7・大きな穴



□2007年2月・11□


ケーキでも食べて、チョコを貰って、バカ話をしよう。




そう思っていたけれど、


逢った事により、物事はもっと深い迷路の中に迷い込んで行った。
















K子と会ったその週末、
僕は、結婚してから二度目の朝帰りをした。





「ぽんさん、全然連絡くれないんですもん」
お店に入ってケーキを突っついていると、K子はそう言った。


「そう? そんなに音信不通だったかなぁ(笑」
僕は苦笑いしながらそう答えた。




年明け早々に仕事の用件で会いはしたけれど、
個人的には連絡をする事も、会う事もしていなかった。




最後に仕事抜きで会ったのって、いつだったかな?
僕はアタマの中でカレンダーをひっくり返してみたけれど、
思い出す事は出来なかった。




「そうですよ、ホント、音信不通」
K子は不満そうにつぶやいた。




「ん、まぁ、ちょっと、ね。色々とさ」
僕はそう言って誤魔化したけど、どうもそれでは収まりそうに無かった。




このまま自分の中に溜め込んでも、気分転換にはならないな。
いっその事、全部ぶちまけて喋ってしまおうか・・・


僕がそんな事を考えていると
「ぽんさん、最近はどうしてたんですか?」
とK子が聞いてきた。




「最近? んー、彼女に振られた(笑」
僕がそう答えると、一瞬K子の顔が強ばったように感じた。


「へ〜そうなんですかぁ。

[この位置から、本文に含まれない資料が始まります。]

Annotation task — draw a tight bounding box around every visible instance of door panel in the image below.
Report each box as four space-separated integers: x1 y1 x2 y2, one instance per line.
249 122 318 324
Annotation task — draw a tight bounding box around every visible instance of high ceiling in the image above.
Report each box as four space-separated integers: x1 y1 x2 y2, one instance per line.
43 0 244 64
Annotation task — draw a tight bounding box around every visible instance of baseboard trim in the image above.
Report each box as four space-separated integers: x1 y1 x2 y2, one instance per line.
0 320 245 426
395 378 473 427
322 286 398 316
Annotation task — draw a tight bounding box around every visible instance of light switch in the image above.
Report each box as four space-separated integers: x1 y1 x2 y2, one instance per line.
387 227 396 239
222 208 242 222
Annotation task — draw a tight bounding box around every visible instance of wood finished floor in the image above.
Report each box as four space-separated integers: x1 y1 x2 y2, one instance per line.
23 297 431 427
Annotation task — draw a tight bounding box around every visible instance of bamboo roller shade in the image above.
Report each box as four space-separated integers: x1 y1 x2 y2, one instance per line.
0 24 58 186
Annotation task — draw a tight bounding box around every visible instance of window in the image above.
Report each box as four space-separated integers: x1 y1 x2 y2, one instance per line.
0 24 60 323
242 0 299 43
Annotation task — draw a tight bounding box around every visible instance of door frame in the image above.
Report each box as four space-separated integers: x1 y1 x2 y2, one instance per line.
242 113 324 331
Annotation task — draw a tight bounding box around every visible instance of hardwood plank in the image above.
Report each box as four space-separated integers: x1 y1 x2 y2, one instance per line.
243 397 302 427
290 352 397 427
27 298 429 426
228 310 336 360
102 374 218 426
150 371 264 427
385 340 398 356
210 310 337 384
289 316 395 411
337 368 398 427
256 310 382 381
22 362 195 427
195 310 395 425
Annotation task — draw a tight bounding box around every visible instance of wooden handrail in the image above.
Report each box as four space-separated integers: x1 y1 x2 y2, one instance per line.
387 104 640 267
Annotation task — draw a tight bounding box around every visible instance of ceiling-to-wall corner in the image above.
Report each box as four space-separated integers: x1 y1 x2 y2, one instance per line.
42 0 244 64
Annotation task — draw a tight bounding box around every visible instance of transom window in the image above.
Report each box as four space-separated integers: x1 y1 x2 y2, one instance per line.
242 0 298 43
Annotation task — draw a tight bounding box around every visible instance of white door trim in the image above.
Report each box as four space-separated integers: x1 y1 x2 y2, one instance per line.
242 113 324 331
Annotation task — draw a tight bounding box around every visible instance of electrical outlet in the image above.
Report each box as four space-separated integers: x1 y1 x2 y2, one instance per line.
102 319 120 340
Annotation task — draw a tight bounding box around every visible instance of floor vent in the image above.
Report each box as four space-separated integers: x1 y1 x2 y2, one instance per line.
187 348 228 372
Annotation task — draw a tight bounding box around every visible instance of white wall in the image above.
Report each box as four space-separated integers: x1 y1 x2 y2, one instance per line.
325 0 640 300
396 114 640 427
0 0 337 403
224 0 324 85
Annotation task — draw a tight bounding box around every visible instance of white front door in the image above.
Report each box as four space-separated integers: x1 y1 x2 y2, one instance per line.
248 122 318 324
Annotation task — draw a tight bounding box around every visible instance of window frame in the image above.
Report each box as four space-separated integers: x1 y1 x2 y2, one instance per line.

なんでそうなったんですか?」
「話すと長いよ(笑」
「良いですよ、長くても(笑」
「そう?」
「はい。話してください」
K子はそう言って、僕の目を見た。






「去年の6月にさ、子供が産まれてね・・・」
僕がそう切り出すと、今度は確実に凍り付いた表情になった。


僕はその表情を以前にも見たことがあった。


それはK子と知り合ったばかりの頃で
僕が結婚している事を伝えた時の事だった。


「ぽんさんに子供が居るなんて、聞いてないですよっ」
「うん、だって言ってないもん」
僕は笑いながらそう答えた。





僕はW子との、事の顛末をK子に話した。


その度にK子は
「その時、ぽんさんはどう思っていたんですか?」
と聞いてきた。




僕は答えられる時もあったし、答えられない時もあった。




「それで、ぽんさんは、一体どうしたいんですか?」
一通り話し終えると、K子は核心部分を聞いてきた。


「僕は・・・彼女とやり直したい」
「ムリですよ」
それは即答だった。




「なんで?」僕は聞き返した。
「だって、ぽんさんと彼女さんは、まったく違う世界の人間なんだもん」
「違う世界?」
「そう。彼女さんは、とっても家族に愛されて育ってるんですよ?
 それに比べ、ぽんさんはどうです?」
「僕?」




僕はK子が何を言おうとしているのか、まったく分からなかった。


「ぽんさん、小さい頃の事って覚えてますか?」
「小さい頃の事?」
「そうです。どんな事でも良いですよ」
「そうだなぁ・・・」




僕は記憶に残っている幾つかの出来事をK子に話した。


「他には何か思い出せますか?」
「んー、思い出せない(笑」


僕はそう言って笑ったけど、K子は真剣な顔つきだった。




「ぽんさんには、大きな穴が空いているんです」
「穴?」僕はきょとんとした顔で聞き返した。
「そう、穴です」
「どこに空いてるの?」




僕がそう聞くと、
「ここ、ですよ」と言って、




僕の胸の辺りを人差し指で指さした。